In "Bears of the Light Brigade" the bears are sometimes soldiers, sometimes more - "Those who live/ bearhug to bearhug will die/ by the bear, understanding/ only dimly what they've lost". Perhaps the bear needs to be understood non-physically too, as in the earlier poem. At the end "Bears gather to watch the death/ of Tommy Cooper and swear:/ we will look for the stage, we/ will listen for the final laugh." The world's a stage? Who has the last laugh? Who blindly takes order? Who will transcend our bearness?
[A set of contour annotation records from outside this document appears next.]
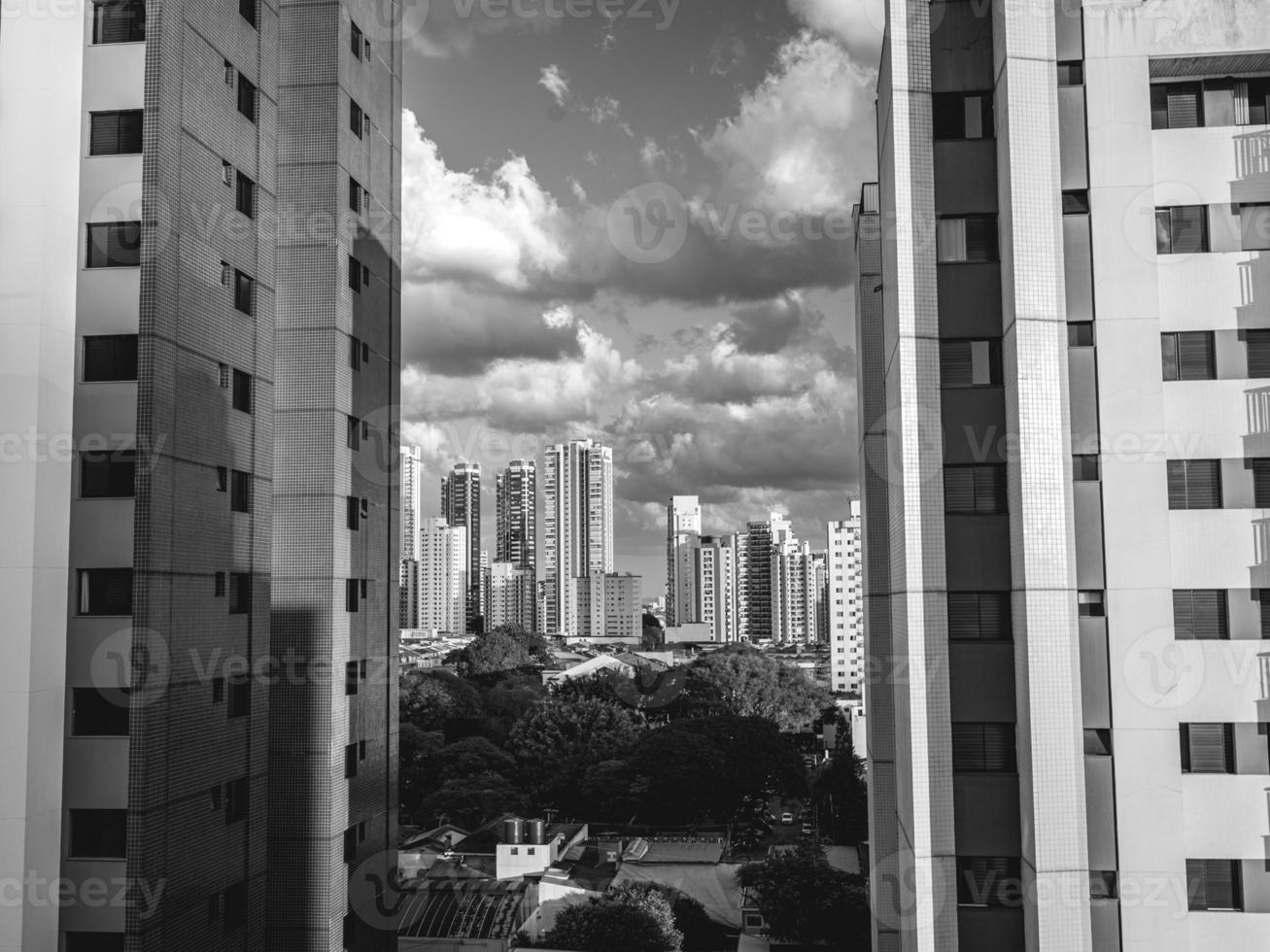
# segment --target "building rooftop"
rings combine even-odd
[[[425,881],[405,895],[398,935],[406,938],[505,939],[523,922],[528,883]]]

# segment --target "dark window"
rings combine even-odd
[[[255,122],[255,84],[239,74],[239,112]]]
[[[1246,331],[1248,345],[1248,377],[1270,377],[1270,330]]]
[[[944,467],[944,512],[1006,512],[1006,467],[999,463]]]
[[[109,334],[84,338],[84,382],[137,378],[137,335]]]
[[[1161,334],[1160,350],[1166,381],[1217,380],[1217,348],[1213,331]]]
[[[1229,638],[1226,589],[1175,589],[1173,637],[1185,641]]]
[[[141,222],[100,222],[88,226],[89,268],[140,268]]]
[[[1238,859],[1187,859],[1189,909],[1243,910],[1243,882]]]
[[[241,777],[225,784],[225,823],[237,823],[246,819],[248,784]]]
[[[1085,753],[1088,757],[1111,757],[1111,731],[1106,727],[1086,727]]]
[[[1013,773],[1015,725],[954,724],[952,769],[958,773]]]
[[[1234,773],[1233,724],[1180,724],[1182,773]]]
[[[136,473],[136,451],[80,453],[80,498],[131,499]]]
[[[1181,204],[1156,209],[1156,254],[1208,251],[1208,206]]]
[[[251,512],[251,473],[230,471],[230,509],[235,513]]]
[[[1019,857],[958,857],[956,901],[963,906],[1022,908]]]
[[[1170,459],[1170,509],[1220,509],[1220,459]]]
[[[132,570],[80,569],[79,613],[88,616],[132,614]]]
[[[235,678],[230,680],[230,717],[246,717],[251,713],[251,679]]]
[[[127,842],[127,810],[71,810],[72,859],[123,859]]]
[[[931,96],[937,140],[992,138],[992,93],[936,93]]]
[[[251,413],[251,374],[244,373],[243,371],[234,371],[234,395],[232,402],[235,410],[241,410],[245,414]]]
[[[1074,189],[1063,193],[1063,215],[1088,215],[1090,193],[1087,189]]]
[[[1186,129],[1204,124],[1204,90],[1199,83],[1154,83],[1151,128]]]
[[[1081,618],[1105,618],[1106,602],[1101,589],[1085,589],[1076,593],[1076,614]]]
[[[144,116],[141,109],[93,113],[88,154],[140,155]]]
[[[1099,481],[1097,453],[1078,453],[1072,457],[1072,479],[1077,482]]]
[[[128,691],[112,688],[107,697],[97,688],[71,689],[72,737],[128,736]]]
[[[66,952],[123,952],[123,933],[69,932]]]
[[[996,261],[997,216],[968,215],[935,222],[935,254],[940,264]]]
[[[145,38],[145,0],[93,0],[94,43],[140,43]]]
[[[255,297],[255,279],[243,272],[234,272],[234,306],[243,314],[251,314]]]
[[[1081,62],[1080,60],[1069,60],[1068,62],[1060,62],[1058,65],[1058,85],[1083,86],[1085,63]]]
[[[1067,325],[1068,347],[1093,347],[1093,321],[1069,321]]]
[[[940,386],[945,390],[1001,383],[999,340],[941,340]]]
[[[230,614],[251,613],[251,572],[230,572]]]
[[[243,173],[237,173],[235,188],[235,207],[248,218],[255,217],[255,183]]]
[[[1010,641],[1008,592],[950,592],[949,638],[952,641]]]

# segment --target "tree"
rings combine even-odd
[[[828,692],[798,668],[748,645],[729,645],[688,666],[688,692],[701,703],[738,717],[766,717],[781,730],[800,730],[829,703]]]
[[[591,764],[622,757],[644,731],[644,717],[594,698],[551,699],[512,727],[511,749],[540,806],[580,806]]]
[[[665,895],[652,883],[629,883],[603,896],[563,909],[545,948],[612,952],[679,952],[683,934]]]
[[[834,869],[819,847],[804,844],[763,863],[743,866],[772,937],[808,948],[869,948],[869,886],[862,876]]]

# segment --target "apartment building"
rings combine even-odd
[[[5,817],[30,882],[76,896],[6,905],[6,947],[392,941],[348,889],[396,842],[375,671],[396,656],[398,423],[376,407],[399,402],[400,43],[357,27],[380,18],[5,8],[0,215],[33,322],[0,350],[38,393],[5,411],[67,449],[5,473],[36,500],[6,541],[32,622],[5,693],[41,725],[6,729],[29,755]],[[127,901],[98,901],[112,883]]]
[[[1265,948],[1270,18],[885,6],[875,948]]]

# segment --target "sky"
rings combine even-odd
[[[418,0],[405,23],[403,442],[613,447],[616,567],[857,494],[851,208],[875,174],[879,0]],[[541,475],[540,475],[541,482]]]

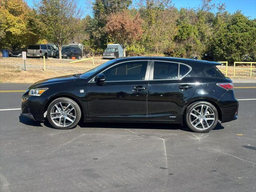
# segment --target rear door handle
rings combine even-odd
[[[182,85],[181,86],[179,87],[179,89],[182,91],[184,90],[186,90],[187,89],[191,89],[192,88],[192,86],[188,84],[185,85]]]
[[[140,91],[147,89],[146,87],[142,87],[142,86],[136,86],[132,88],[133,91]]]

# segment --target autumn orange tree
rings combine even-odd
[[[142,22],[138,14],[132,17],[126,9],[122,12],[112,13],[107,17],[106,30],[122,46],[124,57],[126,56],[127,46],[141,38]]]

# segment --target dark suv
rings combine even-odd
[[[72,57],[74,57],[76,59],[80,60],[82,58],[82,53],[79,47],[66,46],[62,48],[61,54],[63,59],[71,59]],[[56,57],[59,57],[58,52],[56,53]]]
[[[232,81],[220,63],[168,57],[109,61],[82,74],[40,81],[22,96],[22,114],[54,127],[84,122],[182,124],[206,132],[238,118]]]

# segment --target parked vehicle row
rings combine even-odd
[[[27,56],[28,57],[56,57],[56,49],[52,45],[40,44],[30,45],[28,47]]]
[[[183,124],[206,132],[238,118],[232,81],[216,62],[169,57],[116,59],[82,74],[42,80],[22,99],[22,114],[54,127],[84,122]],[[120,107],[121,106],[122,107]]]
[[[22,52],[27,52],[28,58],[48,57],[59,58],[59,51],[53,44],[39,44],[30,45],[26,48],[21,48],[13,52],[9,52],[9,56],[11,57],[22,57]],[[62,58],[71,59],[75,57],[81,59],[82,54],[81,50],[75,46],[65,46],[62,50]]]

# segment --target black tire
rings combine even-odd
[[[198,112],[196,112],[196,110],[196,110],[193,110],[193,109],[197,109],[197,108],[199,109],[201,108],[201,110],[199,111],[199,110],[198,110]],[[202,110],[203,111],[202,111]],[[202,111],[202,112],[203,113],[206,110],[206,112],[208,113],[208,114],[210,116],[207,116],[207,114],[203,115],[199,112]],[[196,115],[198,115],[197,117],[194,117],[194,116],[190,115],[190,113],[192,111],[194,114]],[[209,111],[211,112],[210,113],[209,112]],[[210,115],[210,114],[214,114],[214,115]],[[192,130],[197,133],[207,133],[212,130],[216,126],[218,119],[218,111],[215,107],[212,104],[205,101],[199,101],[191,104],[186,109],[185,116],[185,122],[186,125]],[[213,118],[214,118],[214,120],[206,120],[206,119]],[[192,119],[192,118],[194,118],[194,119]],[[202,127],[202,129],[200,127],[197,127],[197,126],[195,127],[195,126],[196,125],[198,121],[201,120],[201,119],[202,122],[199,122],[198,126],[200,126],[200,124],[201,124]],[[194,120],[196,121],[194,123],[193,123]],[[207,122],[207,120],[210,121]],[[191,122],[190,121],[192,121],[192,122]],[[208,122],[210,123],[208,124]],[[193,124],[192,123],[191,123],[192,122],[193,123]],[[195,123],[195,124],[194,124],[194,123]],[[210,125],[209,125],[210,124]]]
[[[57,118],[57,119],[58,118],[59,119],[59,122],[60,121],[61,122],[62,122],[62,126],[61,125],[61,124],[60,124],[60,126],[58,126],[56,124],[56,121],[57,121],[57,120],[55,120],[55,119],[54,119],[54,120],[52,119],[52,117],[54,117],[54,116],[55,115],[53,115],[53,114],[51,115],[51,110],[53,110],[54,109],[54,108],[53,108],[55,107],[54,106],[55,106],[56,104],[58,105],[58,104],[59,104],[60,102],[63,102],[64,104],[67,103],[70,104],[71,106],[74,107],[74,109],[73,110],[74,110],[75,111],[75,114],[76,114],[75,118],[74,118],[72,120],[74,120],[74,122],[73,122],[71,124],[68,125],[66,126],[64,126],[64,125],[63,125],[63,124],[65,124],[65,123],[64,122],[64,116],[62,116],[62,119],[61,119],[60,118]],[[60,108],[59,109],[61,109]],[[66,108],[64,108],[64,110],[63,110],[64,111],[66,110]],[[71,110],[70,110],[70,111],[71,111]],[[74,111],[72,111],[72,112],[74,113],[75,113],[75,112],[74,112]],[[60,115],[61,115],[61,112],[58,113],[60,113]],[[62,114],[63,113],[62,113]],[[67,113],[66,113],[66,114],[67,114]],[[74,114],[72,114],[73,115]],[[73,100],[72,100],[72,99],[70,99],[69,98],[67,98],[65,97],[62,97],[60,98],[58,98],[57,99],[55,99],[55,100],[54,100],[49,105],[49,106],[48,107],[48,109],[47,109],[47,119],[48,119],[49,122],[51,124],[51,125],[52,126],[53,126],[54,128],[56,129],[70,129],[74,128],[75,126],[76,125],[76,124],[78,123],[79,120],[80,120],[80,118],[81,118],[81,109],[80,109],[80,108],[79,107],[79,106],[77,104],[77,103],[76,103],[76,102]],[[51,116],[51,115],[52,115],[52,116]],[[66,115],[66,116],[67,115]],[[66,120],[65,119],[65,121]],[[71,122],[71,121],[70,121],[69,123],[70,123]]]

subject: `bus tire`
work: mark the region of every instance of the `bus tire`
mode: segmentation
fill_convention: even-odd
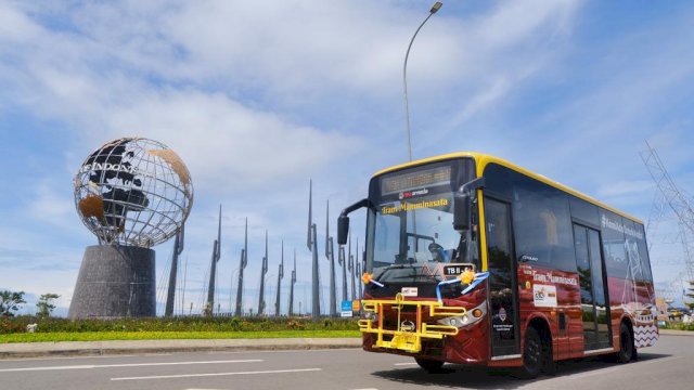
[[[626,323],[619,326],[619,352],[617,362],[629,363],[637,358],[637,349],[633,346],[633,334]]]
[[[416,364],[420,365],[420,367],[424,368],[424,370],[426,370],[427,373],[440,372],[441,367],[444,366],[444,362],[435,361],[430,359],[414,358],[414,361],[416,362]]]
[[[537,378],[542,372],[547,358],[542,348],[542,339],[532,326],[525,330],[525,346],[523,348],[523,367],[520,376],[525,379]]]

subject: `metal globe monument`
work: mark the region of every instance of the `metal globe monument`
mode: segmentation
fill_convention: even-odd
[[[121,138],[92,152],[75,176],[75,206],[99,245],[85,251],[69,317],[154,316],[155,256],[193,204],[181,158],[160,142]]]

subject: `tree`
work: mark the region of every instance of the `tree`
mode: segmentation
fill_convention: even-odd
[[[59,296],[57,294],[52,294],[52,292],[43,294],[41,298],[39,298],[39,301],[36,302],[36,307],[38,309],[38,311],[36,312],[36,315],[40,317],[50,316],[53,309],[55,309],[55,304],[53,304],[53,299],[57,299],[60,297],[61,296]]]
[[[0,291],[0,316],[14,316],[14,312],[20,310],[22,303],[26,303],[24,291]]]

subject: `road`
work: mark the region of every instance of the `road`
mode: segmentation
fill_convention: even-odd
[[[0,360],[1,389],[693,389],[694,337],[661,336],[626,365],[561,363],[557,375],[516,379],[507,372],[446,365],[426,374],[411,359],[359,349],[195,352]]]

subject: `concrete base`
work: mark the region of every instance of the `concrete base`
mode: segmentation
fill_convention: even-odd
[[[67,316],[155,316],[154,257],[154,250],[134,246],[87,247]]]

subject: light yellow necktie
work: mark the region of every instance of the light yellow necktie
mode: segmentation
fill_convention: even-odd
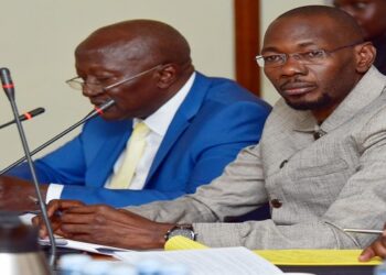
[[[143,123],[137,123],[126,148],[125,160],[118,172],[112,176],[109,188],[127,189],[136,173],[137,165],[144,152],[146,136],[149,128]]]

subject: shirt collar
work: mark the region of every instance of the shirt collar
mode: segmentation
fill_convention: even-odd
[[[180,106],[186,98],[189,91],[191,90],[194,79],[195,72],[191,75],[187,81],[182,86],[182,88],[175,92],[175,95],[169,99],[163,106],[161,106],[154,113],[146,118],[144,120],[135,118],[132,127],[137,123],[143,121],[143,123],[154,133],[164,136],[168,128],[173,120],[175,112],[179,110]]]

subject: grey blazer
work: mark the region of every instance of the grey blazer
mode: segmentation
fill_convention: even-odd
[[[128,208],[163,222],[193,223],[210,246],[357,249],[386,221],[386,76],[372,67],[317,127],[279,100],[259,145],[243,150],[194,195]],[[313,132],[322,136],[314,140]],[[226,222],[270,201],[270,220]]]

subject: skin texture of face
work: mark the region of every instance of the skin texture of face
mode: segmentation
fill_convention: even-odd
[[[386,0],[334,0],[333,3],[355,18],[366,40],[386,33]]]
[[[332,51],[360,40],[345,30],[342,30],[345,31],[342,35],[340,29],[333,19],[323,14],[279,18],[266,32],[261,54],[291,54],[319,48]],[[311,110],[322,122],[368,69],[371,64],[358,72],[356,55],[361,47],[336,51],[318,65],[304,65],[290,57],[279,67],[266,67],[265,74],[290,107]]]
[[[147,118],[173,97],[193,72],[185,40],[171,26],[148,20],[97,30],[78,45],[75,58],[78,76],[101,87],[156,67],[108,90],[83,89],[95,106],[115,100],[103,114],[106,120]]]

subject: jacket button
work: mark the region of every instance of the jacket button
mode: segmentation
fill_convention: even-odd
[[[280,208],[282,206],[282,202],[279,200],[279,199],[272,199],[270,201],[270,205],[274,207],[274,208]]]

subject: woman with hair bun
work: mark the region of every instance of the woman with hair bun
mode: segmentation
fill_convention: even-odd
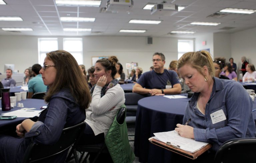
[[[100,59],[95,64],[93,74],[97,83],[91,89],[92,102],[86,110],[86,125],[80,144],[104,142],[118,110],[124,103],[123,90],[114,78],[118,62],[112,56]]]

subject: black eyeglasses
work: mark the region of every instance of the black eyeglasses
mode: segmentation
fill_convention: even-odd
[[[152,60],[152,61],[153,61],[153,62],[155,62],[156,61],[157,62],[159,62],[159,61],[162,61],[162,60],[160,60],[160,59],[156,59],[156,60],[154,59],[153,60]]]
[[[43,68],[43,70],[45,70],[45,68],[46,68],[47,67],[48,67],[49,66],[51,66],[53,67],[56,67],[56,66],[55,65],[43,65],[43,66],[42,67]]]

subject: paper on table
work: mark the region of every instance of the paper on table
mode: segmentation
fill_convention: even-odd
[[[28,90],[28,86],[22,86],[20,89],[24,90]]]
[[[187,98],[186,96],[181,96],[180,95],[164,95],[164,97],[169,98]]]
[[[193,139],[182,137],[175,130],[154,133],[160,141],[166,143],[170,142],[180,146],[179,148],[190,153],[194,153],[206,145],[208,143],[196,141]]]
[[[17,110],[2,114],[5,116],[16,115],[17,116],[17,117],[30,118],[36,116],[41,111],[42,111],[42,110]]]

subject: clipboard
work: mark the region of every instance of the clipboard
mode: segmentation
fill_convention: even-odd
[[[163,142],[157,140],[152,137],[149,138],[148,140],[152,144],[162,148],[163,148],[164,149],[171,151],[172,152],[175,152],[176,153],[182,155],[182,156],[192,159],[192,160],[194,160],[196,159],[198,157],[202,154],[205,152],[212,147],[212,145],[210,144],[208,144],[194,153],[190,153],[182,149],[179,149],[178,148],[177,148],[177,147],[175,146],[174,145],[166,145]]]

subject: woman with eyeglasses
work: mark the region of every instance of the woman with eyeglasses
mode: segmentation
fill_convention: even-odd
[[[228,77],[221,74],[222,72],[223,67],[226,66],[225,61],[226,59],[224,57],[216,58],[213,60],[213,66],[215,69],[215,77],[219,79],[229,80],[229,78]]]
[[[88,107],[91,97],[74,57],[63,50],[47,53],[40,73],[44,83],[49,87],[44,97],[47,107],[37,121],[27,119],[17,126],[16,132],[21,138],[0,135],[1,163],[22,162],[32,141],[43,145],[54,144],[63,128],[85,119],[85,110]],[[43,162],[64,163],[68,150],[45,159]]]
[[[237,77],[236,74],[233,71],[232,67],[230,63],[226,63],[226,66],[223,68],[224,71],[220,74],[222,75],[224,75],[228,77],[230,80],[234,80],[237,81]]]
[[[238,82],[214,77],[209,53],[185,53],[178,61],[177,67],[185,84],[194,93],[186,106],[183,125],[177,124],[175,130],[181,136],[212,145],[197,161],[214,162],[215,153],[227,140],[255,137],[251,98]],[[190,118],[189,123],[184,125]]]
[[[248,80],[251,82],[253,81],[256,81],[256,71],[254,65],[253,64],[248,64],[246,69],[247,72],[243,77],[243,82],[247,82]]]

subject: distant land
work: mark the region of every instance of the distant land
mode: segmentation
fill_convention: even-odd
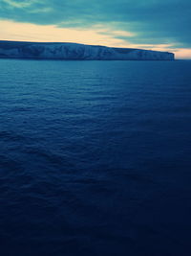
[[[61,42],[0,40],[0,58],[63,60],[174,60],[173,53]]]

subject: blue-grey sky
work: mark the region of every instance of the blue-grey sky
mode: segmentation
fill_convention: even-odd
[[[105,45],[110,46],[161,48],[184,54],[191,51],[190,0],[0,0],[0,22],[2,39],[19,39],[20,31],[20,39],[32,40],[32,34],[28,38],[21,27],[17,26],[14,33],[10,27],[35,24],[33,40],[49,40],[50,28],[50,32],[54,29],[65,35],[60,35],[60,40],[67,40],[68,33],[69,40],[91,43],[85,38],[92,32],[94,44],[105,40]],[[46,38],[42,37],[43,28]],[[84,35],[84,39],[77,36],[77,31]]]

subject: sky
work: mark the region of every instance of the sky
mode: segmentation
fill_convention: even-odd
[[[190,0],[0,0],[0,39],[174,52],[191,58]]]

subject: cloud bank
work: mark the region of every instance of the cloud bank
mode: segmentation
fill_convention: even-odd
[[[130,45],[191,48],[190,0],[1,0],[0,18],[65,30],[99,30],[99,35]]]

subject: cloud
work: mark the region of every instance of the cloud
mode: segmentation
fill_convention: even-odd
[[[190,0],[3,0],[0,17],[80,30],[101,26],[100,34],[130,44],[191,45]]]
[[[11,8],[26,8],[31,7],[32,4],[36,3],[36,0],[31,1],[14,1],[14,0],[3,0],[5,4],[10,6]]]

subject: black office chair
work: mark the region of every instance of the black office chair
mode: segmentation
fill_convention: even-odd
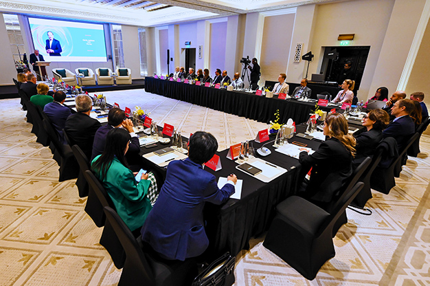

"The Invisible Bear" has six stanzas. If I've followed it appropriately, it has quite a conventional plot, but also some aspects that puzzle me. As the ancients did when looking up at the night sky, I'll invent a story to join up the dots

  • Stanza 1: It begins "We went into the dome in daylight". It's a planetarium (originally at Greenwich, said the poet at the launch). No hands, no faces, just stars - "we could have tried, one day, to touch them". The starts are numerous, distant, but only "cold rocks and inert gases". I can imagine a couple evaluating their relationship. Or maybe "we" is humanity in general. In this stanza the words "in plain sight" and "long" seem surplus to me, making me think I've missed something.
  • Stanza 2: "We fly into the stars ... Goodbye to ... all our wrong and stupid choices". Distance brings objectivity.
  • Stanza 3: "Now we're flying into and through the bear ... But this bear is invisible. ... All I can do is tell you that your bear is here". A constellation isn't a bundle of stars localised in space. The stars may be further from each other than we are to them. So you can't voyage through "Ursa Major" - it's a chance alignment. But the pamphlet's first poem introduces "The Bear of the Artist", which is no ordinary bear. Nor is it a heart. There's more repetition in this stanza than I'm used to. What's it for?
  • Stanza 4: You have to make do with a see-through bear. Looking back, "Our planet, back with a fox, is so small". "back with a fox"? In what sense? Maybe in the planetarium show they project a countryside scene at this point?
  • Stanza 5: "This space ... between us is all there is" - forget the astronomical distances.
  • Stanza 6: "Go back, go back. ... One step at a time is how we have to go. ... But stop. Bear. Be dazzled by the daylight.". Perhaps "Bear" is an imperative here.

Chance alignments are all we've got, but they're also all there is, so let yourself be dazzled.

Reading the pamphlet was a learning process for me. Fortunately there's a page of tightly packed notes. A URL http://bit.ly/Zdy0Xt there leads to a video showing a seasonal lake when she mentioned at the launch. I liked the poem it related to and several others (there are poems inspired by computer games, scarves, "The Terminator", Dante, etc), though neither "The Lost" nor "Four hours away" worked for me.